Pablo Neruda è stato ucciso. La clamorosa notizia sarà ufficializzata solo oggi dagli esperti della canadese McMaster University, dell'Università di Copenaghen e da alcuni luminari cileni che da tempo lavorano sulle spoglie del poeta ma i famigliari del Nobel della letteratura, da Madrid, la hanno già anticipata. In realtà un batterio, responsabile del botulismo, era già stato trovato nel 2017 in un molare e nelle ossa di Neruda dallo steso gruppo di esperti, smentendo la versione sempre sostenuta dalla dittatura di Pinochet del cancro alla prostata come causa della sua morte. Ora il gruppo di esperti internazionali conferma invece che i batteri trovati nei resti di Pablo Neruda «erano nel suo corpo al momento della morte», il che dimostra che è stato «avvelenato» dodici giorni dopo il colpo di stato militare dell'11 settembre di 50 anni fa.
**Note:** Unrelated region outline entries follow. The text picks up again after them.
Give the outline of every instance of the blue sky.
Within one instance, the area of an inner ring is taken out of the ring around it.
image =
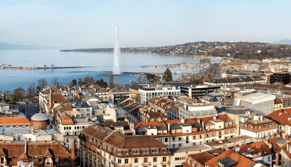
[[[1,1],[0,42],[74,48],[291,39],[290,1]]]

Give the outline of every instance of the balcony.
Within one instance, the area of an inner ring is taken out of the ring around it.
[[[171,164],[170,162],[170,161],[161,161],[161,164]]]
[[[113,160],[111,160],[111,163],[113,164],[114,165],[116,166],[131,166],[131,163],[129,163],[128,164],[118,164],[117,162],[114,162]]]
[[[143,162],[141,163],[141,164],[143,166],[145,165],[150,165],[150,162]]]

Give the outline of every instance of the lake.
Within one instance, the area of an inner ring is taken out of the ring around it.
[[[10,91],[12,92],[15,88],[21,86],[26,90],[29,86],[37,80],[45,79],[49,86],[51,81],[56,77],[61,83],[65,84],[75,79],[79,80],[85,77],[91,76],[94,79],[102,78],[108,83],[110,73],[101,71],[105,69],[112,71],[113,65],[113,53],[86,52],[60,52],[56,50],[0,50],[0,63],[6,64],[13,67],[43,67],[81,66],[84,62],[86,67],[82,68],[36,70],[0,70],[0,90]],[[142,66],[179,63],[182,62],[198,63],[199,59],[183,59],[185,56],[152,55],[144,53],[120,53],[120,71],[130,72],[164,72],[166,68],[141,67]],[[211,63],[218,63],[219,60],[211,60]],[[198,70],[178,68],[170,69],[172,72],[180,70],[182,72],[196,73]],[[121,73],[114,75],[115,82],[123,85],[129,81],[135,81],[137,75],[130,75]],[[177,77],[173,76],[173,79]]]

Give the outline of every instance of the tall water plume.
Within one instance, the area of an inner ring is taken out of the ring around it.
[[[118,28],[115,24],[115,31],[114,34],[115,38],[115,47],[114,48],[114,66],[113,66],[113,73],[115,74],[119,74],[119,48],[118,43]]]

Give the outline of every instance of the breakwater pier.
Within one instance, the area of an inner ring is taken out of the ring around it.
[[[37,69],[48,69],[49,68],[84,68],[85,67],[3,67],[2,69],[5,70],[36,70]]]

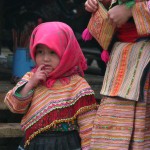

«Finalmente sappiamo che il clostridium botulinum non avrebbe dovuto essere nello scheletro di Neruda. Cosa significa? Che Neruda è stato assassinato e che ci fu un intervento nel 1973 da parte di agenti dello stato cileno», ha detto ieri all'Associated Press Rodolfo Reyes, il nipote del poeta che, in qualità di avvocato nel caso giudiziario per la morte di suo zio, ha avuto accesso in anteprima al rapporto forense: «I test indicano la presenza di una grande quantità di botulino, incompatibile con la vita umana». Il clostridium botulinum è un bacillo che si trova nel suolo, ma il team di esperti canadesi, danesi e cileni ha concluso che «non è penetrato nel cadavere di Neruda dall'interno o dall'intorno della sua bara, ma che lo aveva già nel corpo prima di morire». La tossina può causare la paralisi del sistema nervoso e, a stretto giro di posta, il decesso. Resta ancora oggi ignoto invece come e chi abbia introdotto il botulino nel poeta. «Il proiettile fatale di Neruda è stato finalmente trovato e lui lo aveva nel suo corpo. Chi lo ha sparato? Lo si vedrà presto ma non c'è dubbio che sia stato ucciso con un intervento diretto da parte di terzi», ha dichiarato il nipote.
Gran parte della famiglia di Neruda sostiene da oltre un decennio la versione di Manuel Araya, l'ex autista del poeta, secondo il quale il Nobel fu avvelenato da un'iniezione nell'addome da parte di un agente segreto del regime che si spacciava per medico della Clinica Santa María di Santiago del Cile. Araya ha detto il mese scorso ad Associated Press che pensa ancora che se Neruda «non fosse stato lasciato solo nella clinica, non lo avrebbero mai ucciso», ricordando che, su indicazione dello stesso poeta, domenica 23 settembre sua moglie, Matilde Urrutia, era con lui alla villa per ritirare le valigie che sarebbero state poi portate in Messico il giorno dopo. A metà pomeriggio Neruda chiese loro di tornare presto ma poi morì quella stessa notte. «Non era gravemente malato, aveva solo un cancro. Certo, camminava con difficoltà, aveva dolori, ma non era ancora pronto per morire», ha detto Elizabeth Flores, l'avvocato della famiglia, parte civile nel caso iniziato nel 2011 dal Partito Comunista cileno, di cui Neruda era membro. Da parte sua, il nipote Rodolfo Reyes ha confermato il racconto di Araya: Neruda aveva programmato di trasferirsi in Messico perché dall'esilio nel paese del tequila sarebbe diventato il «grande oppositore» di Pinochet.
Questo era il suo progetto ma anche il grande timore della dittatura che, per evitarlo, lo ha avvelenato. Ne è certo anche l'ambasciatore messicano in Cile all'epoca del golpe, Gonzalo Martínez Corbalá, che aveva detto ad AP di aver visto Neruda il giorno prima della sua morte, «pesava 100 chili e stava bene».